Hitachi

Hitachi Advanced Database Setup and Operation Guide


16.16.10 Hardware-related problems (when the multi-node function is being used)

This subsection explains the steps to take when a hardware-related problem occurs.

Organization of this subsection

(1) Steps to take when a disk failure occurs

For details about the action to take when a disk failure occurs, see 15.4 Disk-related problems.

(2) Steps to take when the disk becomes full

(a) When the space shortage is caused by the DB area files

When the disk become full because of an increase in the size of the DB area files, take the necessary steps based on the explanations in the following subsections:

(b) When the space shortage is caused by a factor other than the DB area files

(3) Steps to take when a communication failure, CPU failure, or power supply failure occurs

This subsection explains the steps to take when a communication failure, CPU failure, or power supply failure occurs.

(a) When a communication failure occurs between the HADB client and the HADB server on the master node

In this case, the applicable transaction returns an error indicating that a communication failure has occurred. If this happens, perform the following procedure.

Procedure:

  1. Separate the master node where the communication failure occurred, from the multi-node configuration

    Switch the master node by executing a command.
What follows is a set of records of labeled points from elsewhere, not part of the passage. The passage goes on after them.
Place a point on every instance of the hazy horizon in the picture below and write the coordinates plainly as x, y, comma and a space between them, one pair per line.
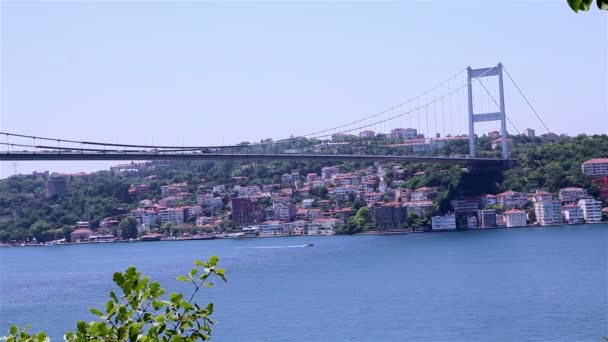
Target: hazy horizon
212, 73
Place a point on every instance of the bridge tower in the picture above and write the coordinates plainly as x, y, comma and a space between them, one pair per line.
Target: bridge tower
480, 117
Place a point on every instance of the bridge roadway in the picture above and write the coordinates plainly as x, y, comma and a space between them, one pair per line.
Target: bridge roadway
66, 156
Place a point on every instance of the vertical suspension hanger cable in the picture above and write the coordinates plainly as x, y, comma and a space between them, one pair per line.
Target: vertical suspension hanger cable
526, 99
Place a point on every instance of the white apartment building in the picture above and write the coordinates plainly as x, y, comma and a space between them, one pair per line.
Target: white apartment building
573, 214
219, 188
308, 202
541, 196
515, 218
342, 193
445, 222
548, 212
597, 167
171, 215
572, 194
247, 191
272, 228
592, 209
371, 197
322, 226
146, 218
511, 199
419, 208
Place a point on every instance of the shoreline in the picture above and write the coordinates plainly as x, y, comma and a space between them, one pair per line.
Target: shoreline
369, 232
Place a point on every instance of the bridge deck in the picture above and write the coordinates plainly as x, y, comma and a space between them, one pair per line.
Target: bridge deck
59, 156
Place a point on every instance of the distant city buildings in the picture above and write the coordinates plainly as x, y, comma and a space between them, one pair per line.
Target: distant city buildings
445, 222
548, 212
597, 167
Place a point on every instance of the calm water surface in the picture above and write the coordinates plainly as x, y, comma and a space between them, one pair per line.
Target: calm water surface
540, 284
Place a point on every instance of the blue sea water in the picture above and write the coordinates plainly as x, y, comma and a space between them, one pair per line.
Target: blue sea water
528, 284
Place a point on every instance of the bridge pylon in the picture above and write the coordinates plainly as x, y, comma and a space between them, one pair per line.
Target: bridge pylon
481, 117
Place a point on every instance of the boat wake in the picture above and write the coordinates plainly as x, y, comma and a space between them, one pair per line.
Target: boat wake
274, 247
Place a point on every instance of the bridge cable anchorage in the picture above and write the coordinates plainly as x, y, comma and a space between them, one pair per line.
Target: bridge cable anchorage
526, 99
496, 102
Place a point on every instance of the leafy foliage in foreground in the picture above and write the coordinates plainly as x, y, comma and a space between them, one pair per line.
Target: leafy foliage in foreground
585, 5
142, 313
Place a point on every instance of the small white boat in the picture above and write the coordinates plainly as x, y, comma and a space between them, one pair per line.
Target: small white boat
235, 235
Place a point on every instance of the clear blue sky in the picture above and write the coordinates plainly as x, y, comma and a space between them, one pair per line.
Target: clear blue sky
212, 73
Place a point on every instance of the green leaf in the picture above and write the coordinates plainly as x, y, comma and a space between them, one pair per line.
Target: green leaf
96, 312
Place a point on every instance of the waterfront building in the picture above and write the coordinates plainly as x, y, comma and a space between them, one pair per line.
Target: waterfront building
344, 213
297, 227
488, 200
465, 205
272, 228
471, 222
371, 197
541, 196
548, 212
308, 202
572, 194
251, 231
81, 234
573, 214
487, 218
445, 222
248, 191
208, 200
219, 189
314, 214
284, 211
592, 209
244, 212
317, 183
173, 189
515, 218
145, 217
596, 167
419, 208
322, 227
391, 214
511, 199
171, 215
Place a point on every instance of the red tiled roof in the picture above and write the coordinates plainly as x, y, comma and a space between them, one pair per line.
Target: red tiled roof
82, 231
597, 161
514, 211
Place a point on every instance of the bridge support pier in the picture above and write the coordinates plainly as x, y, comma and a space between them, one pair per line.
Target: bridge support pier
473, 74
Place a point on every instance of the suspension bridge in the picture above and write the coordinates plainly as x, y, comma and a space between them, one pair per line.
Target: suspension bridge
449, 113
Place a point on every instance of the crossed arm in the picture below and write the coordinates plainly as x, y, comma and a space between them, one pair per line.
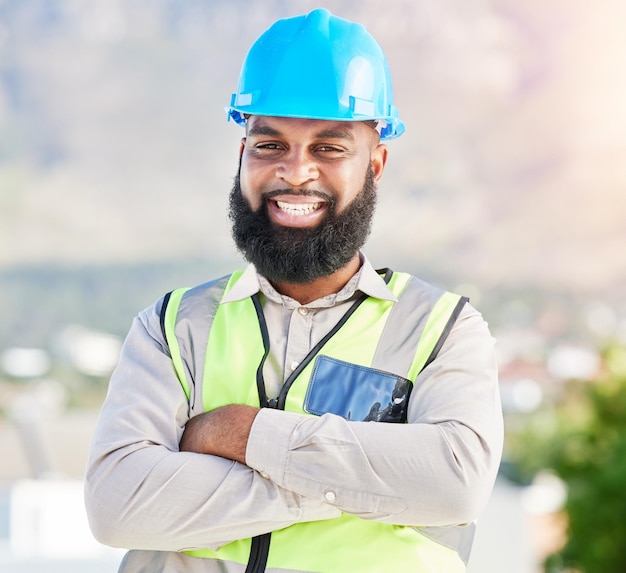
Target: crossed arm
159, 480
222, 432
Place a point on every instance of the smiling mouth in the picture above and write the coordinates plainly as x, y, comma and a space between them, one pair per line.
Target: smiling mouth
298, 208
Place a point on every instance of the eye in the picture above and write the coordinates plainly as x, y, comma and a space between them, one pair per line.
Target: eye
329, 150
267, 148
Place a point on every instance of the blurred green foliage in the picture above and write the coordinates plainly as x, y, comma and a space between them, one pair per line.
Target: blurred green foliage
582, 438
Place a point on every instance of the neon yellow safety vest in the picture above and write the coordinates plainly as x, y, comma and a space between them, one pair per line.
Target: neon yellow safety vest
229, 344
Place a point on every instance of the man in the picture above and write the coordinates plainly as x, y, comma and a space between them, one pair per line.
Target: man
308, 413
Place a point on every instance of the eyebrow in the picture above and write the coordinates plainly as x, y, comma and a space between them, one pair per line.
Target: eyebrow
329, 133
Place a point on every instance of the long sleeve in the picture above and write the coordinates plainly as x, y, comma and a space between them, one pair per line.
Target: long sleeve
142, 493
438, 469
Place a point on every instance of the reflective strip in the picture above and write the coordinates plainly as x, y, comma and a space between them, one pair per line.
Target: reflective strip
169, 323
437, 322
397, 347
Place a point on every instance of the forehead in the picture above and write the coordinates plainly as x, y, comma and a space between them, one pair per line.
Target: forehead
311, 128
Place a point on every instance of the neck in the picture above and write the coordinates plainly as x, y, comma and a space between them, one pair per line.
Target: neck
324, 286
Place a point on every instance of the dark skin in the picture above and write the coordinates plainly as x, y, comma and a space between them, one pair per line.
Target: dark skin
299, 154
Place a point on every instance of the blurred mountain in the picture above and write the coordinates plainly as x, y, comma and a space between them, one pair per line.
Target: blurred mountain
114, 146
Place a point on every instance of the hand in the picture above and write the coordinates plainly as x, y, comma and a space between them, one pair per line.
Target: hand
221, 432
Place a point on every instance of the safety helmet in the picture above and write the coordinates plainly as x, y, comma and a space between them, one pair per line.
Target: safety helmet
317, 66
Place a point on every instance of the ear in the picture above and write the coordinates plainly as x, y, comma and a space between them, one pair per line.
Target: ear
379, 160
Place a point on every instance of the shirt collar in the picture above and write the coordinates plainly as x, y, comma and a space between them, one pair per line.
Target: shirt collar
366, 279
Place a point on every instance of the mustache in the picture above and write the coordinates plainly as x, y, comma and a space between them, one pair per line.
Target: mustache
302, 193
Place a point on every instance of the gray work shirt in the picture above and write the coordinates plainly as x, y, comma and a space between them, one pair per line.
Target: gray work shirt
142, 493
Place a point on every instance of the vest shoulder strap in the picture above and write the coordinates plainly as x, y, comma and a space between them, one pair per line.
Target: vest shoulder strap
440, 322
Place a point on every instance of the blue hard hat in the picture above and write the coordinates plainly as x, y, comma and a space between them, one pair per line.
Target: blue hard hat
317, 66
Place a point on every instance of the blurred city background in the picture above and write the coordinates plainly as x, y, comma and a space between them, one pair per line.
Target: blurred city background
509, 186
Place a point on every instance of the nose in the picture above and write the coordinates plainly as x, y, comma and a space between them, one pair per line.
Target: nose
297, 168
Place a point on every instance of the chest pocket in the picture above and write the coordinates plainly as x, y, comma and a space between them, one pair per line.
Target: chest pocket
356, 392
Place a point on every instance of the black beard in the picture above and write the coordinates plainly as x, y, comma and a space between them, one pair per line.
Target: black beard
295, 255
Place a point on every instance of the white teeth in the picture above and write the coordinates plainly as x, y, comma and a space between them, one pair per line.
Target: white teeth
302, 209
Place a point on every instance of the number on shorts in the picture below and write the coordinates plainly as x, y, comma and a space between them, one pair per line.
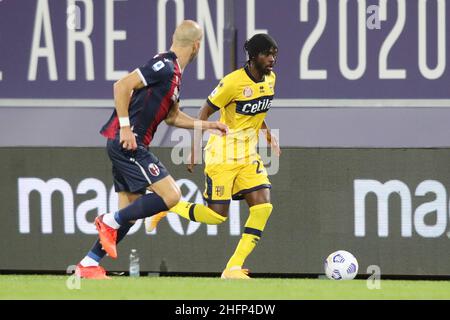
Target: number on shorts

The master node where the communication failure occurred, is separated from the multi-node configuration. For details about how to switch over the master node by using a command, see 16.7 Switching over the master node by using a command.

  2. Investigate and address the cause of the communication failure

  3. Return the node you separated in step 1, back to the multi-node configuration

    For details about how to return nodes to a multi-node configuration, see 16.15.3 Returning a node to the multi-node configuration.
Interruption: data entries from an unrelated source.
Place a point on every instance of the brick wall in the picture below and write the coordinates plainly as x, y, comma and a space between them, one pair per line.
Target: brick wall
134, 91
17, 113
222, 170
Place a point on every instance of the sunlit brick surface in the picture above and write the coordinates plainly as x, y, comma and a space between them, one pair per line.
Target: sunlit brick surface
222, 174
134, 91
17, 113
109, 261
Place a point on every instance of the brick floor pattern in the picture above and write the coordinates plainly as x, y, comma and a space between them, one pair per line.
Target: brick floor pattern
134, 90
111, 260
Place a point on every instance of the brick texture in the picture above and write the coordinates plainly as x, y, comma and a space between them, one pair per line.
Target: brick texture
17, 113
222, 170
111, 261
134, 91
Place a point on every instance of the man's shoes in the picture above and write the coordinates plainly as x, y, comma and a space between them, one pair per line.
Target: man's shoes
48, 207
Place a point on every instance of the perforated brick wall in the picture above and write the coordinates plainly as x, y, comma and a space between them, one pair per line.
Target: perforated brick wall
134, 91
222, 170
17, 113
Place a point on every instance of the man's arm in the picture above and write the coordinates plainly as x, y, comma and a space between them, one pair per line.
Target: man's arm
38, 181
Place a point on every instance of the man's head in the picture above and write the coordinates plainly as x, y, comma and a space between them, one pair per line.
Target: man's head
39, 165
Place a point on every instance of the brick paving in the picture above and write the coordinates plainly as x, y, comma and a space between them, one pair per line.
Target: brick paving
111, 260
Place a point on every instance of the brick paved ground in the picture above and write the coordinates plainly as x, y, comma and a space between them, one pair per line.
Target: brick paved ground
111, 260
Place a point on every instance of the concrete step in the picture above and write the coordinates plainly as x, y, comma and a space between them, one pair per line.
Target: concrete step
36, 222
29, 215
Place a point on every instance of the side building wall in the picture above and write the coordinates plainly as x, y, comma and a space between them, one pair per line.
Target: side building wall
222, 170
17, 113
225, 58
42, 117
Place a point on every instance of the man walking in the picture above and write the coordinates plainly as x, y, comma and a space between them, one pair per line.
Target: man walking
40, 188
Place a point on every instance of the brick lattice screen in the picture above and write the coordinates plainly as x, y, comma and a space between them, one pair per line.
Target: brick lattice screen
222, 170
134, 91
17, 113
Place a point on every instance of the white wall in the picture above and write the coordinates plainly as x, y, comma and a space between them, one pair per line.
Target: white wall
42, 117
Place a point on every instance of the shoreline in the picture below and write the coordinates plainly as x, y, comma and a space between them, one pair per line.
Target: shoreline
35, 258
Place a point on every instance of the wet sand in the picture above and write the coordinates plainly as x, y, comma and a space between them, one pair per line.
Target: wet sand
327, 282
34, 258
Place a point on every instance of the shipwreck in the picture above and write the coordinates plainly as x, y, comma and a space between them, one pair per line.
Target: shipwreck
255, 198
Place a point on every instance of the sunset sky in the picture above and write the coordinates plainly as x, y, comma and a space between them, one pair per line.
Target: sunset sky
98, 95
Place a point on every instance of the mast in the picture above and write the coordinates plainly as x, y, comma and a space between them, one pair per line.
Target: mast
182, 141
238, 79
(b) When a communication failure occurs between the HADB client and the HADB server on a slave node

In this case, the applicable transaction returns an error indicating that a communication failure has occurred.

Investigate the cause of the communication failure. If you cannot take a corrective action immediately, terminate the HADB server on the slave node where the failure occurred.
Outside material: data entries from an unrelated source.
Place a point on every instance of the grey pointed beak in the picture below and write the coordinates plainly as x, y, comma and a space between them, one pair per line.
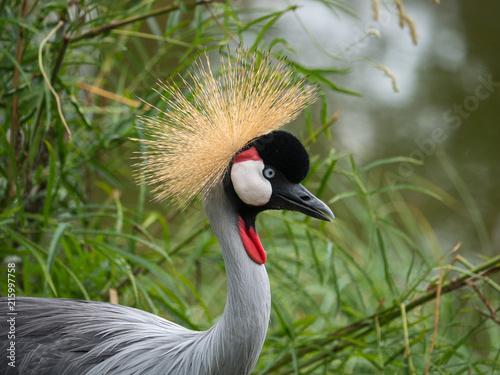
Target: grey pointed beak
296, 197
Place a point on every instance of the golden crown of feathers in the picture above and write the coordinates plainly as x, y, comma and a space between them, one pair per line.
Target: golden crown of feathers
191, 143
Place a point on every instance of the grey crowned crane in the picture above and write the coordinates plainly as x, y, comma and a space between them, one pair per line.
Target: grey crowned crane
223, 145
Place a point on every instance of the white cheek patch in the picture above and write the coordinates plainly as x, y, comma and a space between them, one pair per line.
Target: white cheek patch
250, 184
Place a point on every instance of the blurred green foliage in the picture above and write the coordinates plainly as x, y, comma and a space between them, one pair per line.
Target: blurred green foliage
358, 296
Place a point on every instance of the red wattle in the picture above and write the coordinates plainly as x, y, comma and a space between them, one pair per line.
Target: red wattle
251, 242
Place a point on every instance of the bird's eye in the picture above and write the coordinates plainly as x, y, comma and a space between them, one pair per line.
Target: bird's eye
269, 172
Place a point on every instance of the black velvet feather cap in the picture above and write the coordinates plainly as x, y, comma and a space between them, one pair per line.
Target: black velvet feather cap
284, 152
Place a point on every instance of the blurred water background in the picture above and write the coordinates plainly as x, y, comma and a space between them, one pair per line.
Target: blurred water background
447, 110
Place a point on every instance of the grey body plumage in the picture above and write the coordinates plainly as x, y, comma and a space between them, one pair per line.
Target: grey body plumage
58, 336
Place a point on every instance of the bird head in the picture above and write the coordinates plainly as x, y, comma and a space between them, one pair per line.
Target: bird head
225, 132
266, 175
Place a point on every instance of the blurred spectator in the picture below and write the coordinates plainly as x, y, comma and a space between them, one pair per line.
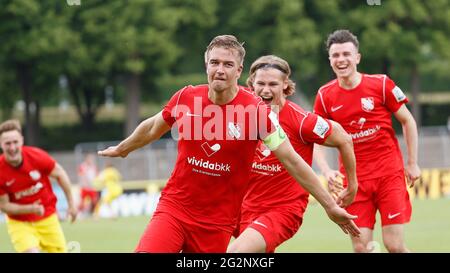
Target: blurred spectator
87, 172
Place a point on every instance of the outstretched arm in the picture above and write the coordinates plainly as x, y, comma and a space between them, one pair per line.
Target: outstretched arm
61, 176
306, 177
411, 137
343, 142
147, 131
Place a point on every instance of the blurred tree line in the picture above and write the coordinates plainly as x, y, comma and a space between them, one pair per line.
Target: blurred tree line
147, 49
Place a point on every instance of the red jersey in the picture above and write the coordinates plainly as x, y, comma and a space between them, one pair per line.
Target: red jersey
365, 113
29, 182
215, 152
270, 183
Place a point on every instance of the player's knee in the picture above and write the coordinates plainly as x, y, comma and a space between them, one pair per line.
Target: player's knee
360, 247
395, 247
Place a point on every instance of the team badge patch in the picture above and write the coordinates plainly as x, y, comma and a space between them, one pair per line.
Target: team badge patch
234, 130
398, 94
367, 104
35, 175
321, 127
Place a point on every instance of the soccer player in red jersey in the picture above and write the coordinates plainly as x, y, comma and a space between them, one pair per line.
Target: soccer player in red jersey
273, 207
363, 104
26, 195
219, 125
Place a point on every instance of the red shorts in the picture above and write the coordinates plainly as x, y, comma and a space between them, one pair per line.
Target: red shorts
276, 225
167, 234
387, 194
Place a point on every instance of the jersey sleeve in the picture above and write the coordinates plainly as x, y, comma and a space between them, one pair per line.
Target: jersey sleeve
394, 96
319, 105
169, 111
2, 190
315, 129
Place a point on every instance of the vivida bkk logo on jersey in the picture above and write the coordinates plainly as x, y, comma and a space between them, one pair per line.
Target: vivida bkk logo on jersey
276, 168
29, 191
262, 151
367, 104
210, 165
210, 150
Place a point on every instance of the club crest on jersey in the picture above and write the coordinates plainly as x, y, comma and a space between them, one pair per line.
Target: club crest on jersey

(c) When a communication failure occurs between nodes

The following explains the action to take when a communication failure occurs between nodes. The action to take differs depending on whether you are using host reset or SCSI reservation for shared disk.

  • When using host reset

    If a communication error occurs between nodes, the HA Monitor detects a node failure. At this time, HA Monitor decides which nodes to separate from the multi-node configuration. If the master node is one of the nodes that are separated from the multi-node configuration, the master node is switched over.

    The server machines of nodes that are separated from the multi-node configuration are stopped by HA Monitor (the power for the server machines is shut off). If a server machine does not stop, execute the HA Monitor monswap command, and then stop the server machine manually.

    Then, restart the server machine, and investigate and address the cause of the communication failure.

    After taking the aforementioned steps, return the relevant nodes to the multi-node configuration as necessary. For details about how to return nodes to a multi-node configuration, see 16.15.3 Returning a node to the multi-node configuration.

  • When using SCSI reservation for shared disk

    If a communication error occurs between nodes, the HA Monitor detects a node failure. At this time, HA Monitor decides which nodes to separate from the multi-node configuration. If the master node is one of the nodes that are separated from the multi-node configuration, the master node is switched over. The server machines of nodes that are separated from the multi-node configuration are not stopped.

    In this case, investigate and address the cause of the communication failure. After taking the aforementioned steps, return the relevant nodes to the multi-node configuration as necessary. For details about how to return nodes to a multi-node configuration, see 16.15.3 Returning a node to the multi-node configuration.

    If the failure is on the monitoring path of HA Monitor, you need to recover the path by using the monlink command of HA Monitor. For details, see Hot standby operation when a failure occurs in the manual HA Monitor for Linux(R) (x86).

(d) When a CPU failure occurs

If a CPU failure occurs on a slave node, that slave node is separated from the multi-node configuration.

If a CPU failure occurs on the master node, the master node is switched over. The master node where the CPU failure occurred, is separated from the multi-node configuration.

After restarting the OS, investigate and address the cause of the problem. After addressing the problem, return the separated nodes back to the multi-node configuration as necessary. For details about how to return nodes to a multi-node configuration, see 16.15.3 Returning a node to the multi-node configuration.

(e) When a power supply failure occurs

If a power failure occurs on a slave node, that slave node is separated from the multi-node configuration.

If a power failure occurs on the master node, the master node is switched over. The master node where the power failure occurred, is separated from the multi-node configuration.

After restarting the OS, investigate and address the cause of the problem. After addressing the problem, return the separated nodes back to the multi-node configuration as necessary. For details about how to return nodes to a multi-node configuration, see 16.15.3 Returning a node to the multi-node configuration.